I’m attempting to use Julia on a cluster (using PBS) that blocks ssh connections to anything except the head node. Based on the documentation, it seems that Julia requires passwordless ssh to start workers on cluster nodes:
The base Julia installation has in-built support for two types of clusters:
- A local cluster specified with the -p option as shown above.
- A cluster spanning machines using the --machinefile option. This uses a passwordless ssh login to start Julia worker processes (from the same path as the current host) on the specified machines.
I’ve tried the solutions presented on this thread, but the following errors occur: (1) ClusterManagers
hangs when calling addprocs_pbs()
or (2) I get a permissions error when the ssh connection is attempted.
Permission denied, please try again.
Permission denied (publickey,gssapi-keyex,gssapi-with-mic,password).
ERROR: Unable to read host:port string from worker. Launch command exited with error?

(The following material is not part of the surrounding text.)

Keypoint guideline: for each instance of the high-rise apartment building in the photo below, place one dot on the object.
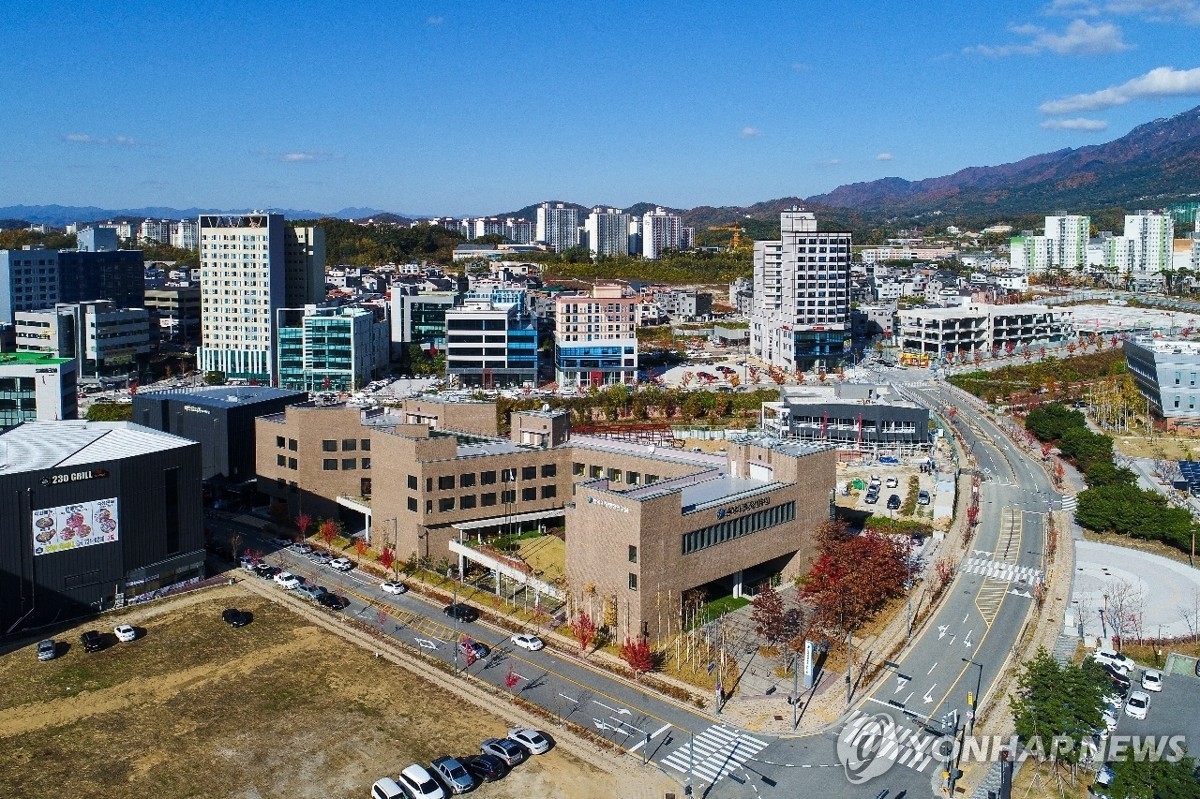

read_worker_host_port(::Pipe) at ./distributed/cluster.jl:236
connect(::Base.Distributed.SSHManager, ::Int64, ::WorkerConfig) at ./distributed/managers.jl:391
create_worker(::Base.Distributed.SSHManager, ::WorkerConfig) at ./distributed/cluster.jl:443
setup_launched_worker(::Base.Distributed.SSHManager, ::WorkerConfig, ::Array{Int64,1}) at ./distributed/cluster.jl:389
(::Base.Distributed.##33#36{Base.Distributed.SSHManager,WorkerConfig,Array{Int64,1}})() at ./task.jl:335
My SysAdmin seems unwilling to allow ssh connections to worker nodes. Is there another option for using Julia on the cluster that bypasses this problem?